Download chickens.csv to your working directory. Make sure to set your working directory appropriately! This dataset was created by modifying the R built-in dataset chickwts.
Import the chickens.csv data into R. Store it in a data.frame named ch_df and print out the entire ch_df to the screen.
ch_df<-read.csv("chickens.csv")
library(tidyverse)
## -- Attaching packages ------------------------------ tidyverse 1.2.1 --
## v ggplot2 3.2.1 v purrr 0.3.2
## v tibble 2.1.3 v dplyr 0.8.3
## v tidyr 0.8.3 v stringr 1.4.0
## v readr 1.3.1 v forcats 0.4.0
## -- Conflicts --------------------------------- tidyverse_conflicts() --
## x dplyr::filter() masks stats::filter()
## x dplyr::lag() masks stats::lag()
There are some missing values in this dataset. Unfortunately they are represented in a number of different ways.
sum(is.na(ch_df))
## [1] 7
ch_df <- ch_df %>%
mutate(weight = replace(weight, weight == "na", NA)) %>%
mutate(weight = replace(weight, weight == "N/A", NA)) %>%
mutate(weight = replace(weight, weight == "", NA)) %>%
mutate(weight = replace(weight, weight == "?", NA)) %>%
mutate(weight = replace(weight, weight == "NA", NA))
ch_df <- ch_df %>%
mutate(feed = replace(feed, feed == "na", NA)) %>%
mutate(feed = replace(feed, feed == "N/A", NA)) %>%
mutate(feed = replace(feed, feed == "", NA)) %>%
mutate(feed = replace(feed, feed == "?", NA)) %>%
mutate(feed = replace(feed, feed == "NA", NA))
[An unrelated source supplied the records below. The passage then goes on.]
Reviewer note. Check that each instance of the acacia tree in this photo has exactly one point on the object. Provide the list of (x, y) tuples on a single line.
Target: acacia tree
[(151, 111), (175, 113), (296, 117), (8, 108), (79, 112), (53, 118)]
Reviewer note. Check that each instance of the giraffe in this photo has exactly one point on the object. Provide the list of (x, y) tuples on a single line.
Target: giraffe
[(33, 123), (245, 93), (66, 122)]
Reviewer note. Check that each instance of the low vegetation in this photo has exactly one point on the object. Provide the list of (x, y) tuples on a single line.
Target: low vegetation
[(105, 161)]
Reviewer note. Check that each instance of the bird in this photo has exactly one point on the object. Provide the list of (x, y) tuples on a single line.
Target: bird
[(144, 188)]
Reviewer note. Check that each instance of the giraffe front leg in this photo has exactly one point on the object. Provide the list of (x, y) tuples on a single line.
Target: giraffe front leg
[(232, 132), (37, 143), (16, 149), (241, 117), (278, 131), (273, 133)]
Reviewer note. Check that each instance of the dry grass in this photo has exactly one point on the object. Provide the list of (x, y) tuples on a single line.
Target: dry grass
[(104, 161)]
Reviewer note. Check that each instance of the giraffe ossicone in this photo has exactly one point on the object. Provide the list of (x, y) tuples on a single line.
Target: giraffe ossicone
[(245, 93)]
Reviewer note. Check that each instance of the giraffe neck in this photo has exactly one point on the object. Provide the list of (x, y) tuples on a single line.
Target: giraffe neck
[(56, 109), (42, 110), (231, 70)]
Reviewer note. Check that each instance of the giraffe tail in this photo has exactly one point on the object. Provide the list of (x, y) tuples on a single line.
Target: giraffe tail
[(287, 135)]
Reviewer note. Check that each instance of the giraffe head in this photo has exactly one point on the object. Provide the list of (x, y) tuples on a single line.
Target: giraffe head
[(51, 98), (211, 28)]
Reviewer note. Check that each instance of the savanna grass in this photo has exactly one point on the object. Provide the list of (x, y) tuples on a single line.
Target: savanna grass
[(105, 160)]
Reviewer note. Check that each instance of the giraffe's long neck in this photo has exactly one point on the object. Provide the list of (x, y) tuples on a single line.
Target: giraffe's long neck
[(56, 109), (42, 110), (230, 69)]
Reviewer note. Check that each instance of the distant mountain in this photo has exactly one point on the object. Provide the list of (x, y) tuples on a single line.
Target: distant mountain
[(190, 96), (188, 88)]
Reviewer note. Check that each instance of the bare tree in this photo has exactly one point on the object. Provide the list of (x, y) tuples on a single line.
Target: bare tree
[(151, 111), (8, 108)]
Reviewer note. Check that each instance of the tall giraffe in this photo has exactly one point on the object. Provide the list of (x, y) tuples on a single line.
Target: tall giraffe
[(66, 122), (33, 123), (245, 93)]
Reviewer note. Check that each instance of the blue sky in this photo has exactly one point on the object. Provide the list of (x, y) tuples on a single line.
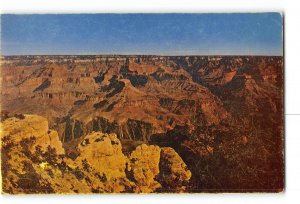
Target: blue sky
[(161, 34)]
Now that the dataset is clean, let’s see what percentage of our data is missing.
((sum(is.na(ch_df$weight))/(length(ch_df$weight))*100))
## [1] 18.30986
((sum(is.na(ch_df$feed))/(length(ch_df$feed))*100))
## [1] 14.08451
((sum(is.na(ch_df))/(length(ch_df$weight)+length(ch_df$feed))*100))
## [1] 16.19718
print("Percentage of missing data in the weight column: 18.31%")
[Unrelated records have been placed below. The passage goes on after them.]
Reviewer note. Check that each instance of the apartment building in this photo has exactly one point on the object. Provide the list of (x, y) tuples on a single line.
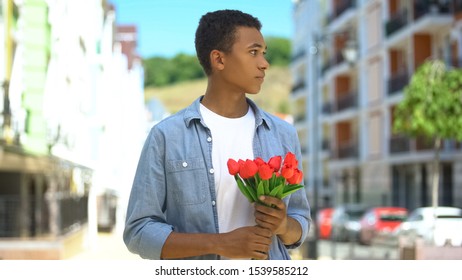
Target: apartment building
[(344, 110), (65, 81)]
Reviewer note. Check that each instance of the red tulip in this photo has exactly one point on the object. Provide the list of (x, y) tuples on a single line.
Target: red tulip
[(233, 167), (287, 172), (290, 160), (249, 169), (296, 178), (275, 163), (265, 171), (259, 161)]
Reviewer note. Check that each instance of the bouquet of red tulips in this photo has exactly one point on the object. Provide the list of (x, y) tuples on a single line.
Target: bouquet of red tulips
[(274, 178)]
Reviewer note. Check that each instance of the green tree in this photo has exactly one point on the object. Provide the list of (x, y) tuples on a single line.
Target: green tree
[(432, 108), (279, 51), (161, 71)]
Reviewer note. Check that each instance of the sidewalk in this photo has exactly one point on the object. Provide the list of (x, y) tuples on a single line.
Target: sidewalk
[(107, 246)]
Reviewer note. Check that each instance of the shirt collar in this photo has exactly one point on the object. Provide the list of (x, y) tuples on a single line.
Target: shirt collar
[(192, 112)]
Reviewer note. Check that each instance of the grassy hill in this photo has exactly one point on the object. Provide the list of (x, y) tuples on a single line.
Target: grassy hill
[(273, 97)]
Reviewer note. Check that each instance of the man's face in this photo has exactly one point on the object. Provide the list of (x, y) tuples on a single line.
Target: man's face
[(244, 67)]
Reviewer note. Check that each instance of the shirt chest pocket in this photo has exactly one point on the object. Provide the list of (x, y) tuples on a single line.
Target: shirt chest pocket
[(187, 181)]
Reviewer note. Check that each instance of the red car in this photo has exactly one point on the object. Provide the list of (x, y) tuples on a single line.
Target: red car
[(380, 221), (325, 223)]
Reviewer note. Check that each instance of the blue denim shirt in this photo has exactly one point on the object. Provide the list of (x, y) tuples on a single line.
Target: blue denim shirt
[(174, 188)]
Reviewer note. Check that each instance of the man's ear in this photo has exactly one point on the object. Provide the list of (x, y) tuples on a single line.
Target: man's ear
[(217, 60)]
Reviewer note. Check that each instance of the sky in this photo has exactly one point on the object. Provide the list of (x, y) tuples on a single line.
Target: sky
[(167, 27)]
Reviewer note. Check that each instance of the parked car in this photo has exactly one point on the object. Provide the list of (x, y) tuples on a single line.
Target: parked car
[(324, 221), (379, 222), (437, 226), (345, 221)]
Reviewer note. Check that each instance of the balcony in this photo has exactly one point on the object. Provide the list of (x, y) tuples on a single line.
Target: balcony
[(399, 144), (15, 222), (347, 150), (347, 101), (298, 55), (396, 22), (297, 86), (335, 60), (397, 83), (422, 8), (343, 6)]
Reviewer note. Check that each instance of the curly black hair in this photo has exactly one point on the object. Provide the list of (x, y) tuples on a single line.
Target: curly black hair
[(216, 31)]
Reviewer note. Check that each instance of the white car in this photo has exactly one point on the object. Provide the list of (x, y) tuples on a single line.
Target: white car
[(437, 226)]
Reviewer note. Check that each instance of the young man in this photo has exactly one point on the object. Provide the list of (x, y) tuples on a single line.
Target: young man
[(184, 204)]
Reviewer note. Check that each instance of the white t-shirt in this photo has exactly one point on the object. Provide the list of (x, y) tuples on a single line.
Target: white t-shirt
[(231, 138)]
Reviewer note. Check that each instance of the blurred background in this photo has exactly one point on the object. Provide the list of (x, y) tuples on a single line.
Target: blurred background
[(83, 81)]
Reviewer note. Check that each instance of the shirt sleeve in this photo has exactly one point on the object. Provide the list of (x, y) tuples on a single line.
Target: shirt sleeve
[(145, 227), (298, 206)]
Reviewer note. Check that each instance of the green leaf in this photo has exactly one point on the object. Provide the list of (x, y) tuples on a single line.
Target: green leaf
[(260, 189), (291, 189), (245, 190), (278, 189), (266, 186)]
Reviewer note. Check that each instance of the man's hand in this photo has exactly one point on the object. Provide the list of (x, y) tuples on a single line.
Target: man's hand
[(275, 219), (246, 242)]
## [1] "Percentage of missing data in the weight column: 18.31%"
print("Percentage of missing data in the feed column: 14.08%")
## [1] "Percentage of missing data in the feed column: 14.08%"
print("Percentage of missing data in the entire dataset: 16.20%")
## [1] "Percentage of missing data in the entire dataset: 16.20%"
EXTRA CREDIT (Optional): Figure out how to create these print statements so that the name and percentage number are not hard-coded into the statement. In other words, so that the name and percentage number are read in dynamically (for example, from a variable, from a function call, etc.) instead of just written in the statement. Please ask me for clarification if necessary.
x<-((sum(is.na(ch_df$weight))/(length(ch_df$weight))*100))
y<-((sum(is.na(ch_df$feed))/(length(ch_df$feed))*100))
z<-((sum(is.na(ch_df))/(length(ch_df$weight)+length(ch_df$feed))*100))
cat("weight column:", x,"\n")
## weight column: 18.30986
cat("feed column:", y,"\n")
## feed column: 14.08451
cat("entire dataset:", z, "\n")
## entire dataset: 16.19718
ch_df$weight<-as.character(ch_df$weight)
ch_df$weight<-as.numeric(ch_df$weight)
## Warning: NAs introduced by coercion
df<-ch_df %>%
group_by(feed)%>%
summarise(weight_mean=mean(weight,na.rm = TRUE),weight_median=median(weight,na.rm = TRUE))
## Warning: Factor `feed` contains implicit NA, consider using
## `forcats::fct_explicit_na`
df
## # A tibble: 9 x 3
## feed weight_mean weight_median
## <fct> <dbl> <dbl>
## 1 casein 314. 325
## 2 horsebean 161. 160
## 3 linseed 232. 236.
## 4 meatmeal 304. 315
## 5 not sure 329 329
## 6 soybean 242. 249
## 7 sunflower 353. 340
## 8 unknown 263 263
## 9 <NA> 241. 217
which.max(df$weight_median)
## [1] 7
df[7,]
## # A tibble: 1 x 3
## feed weight_mean weight_median
## <fct> <dbl> <dbl>
## 1 sunflower 353. 340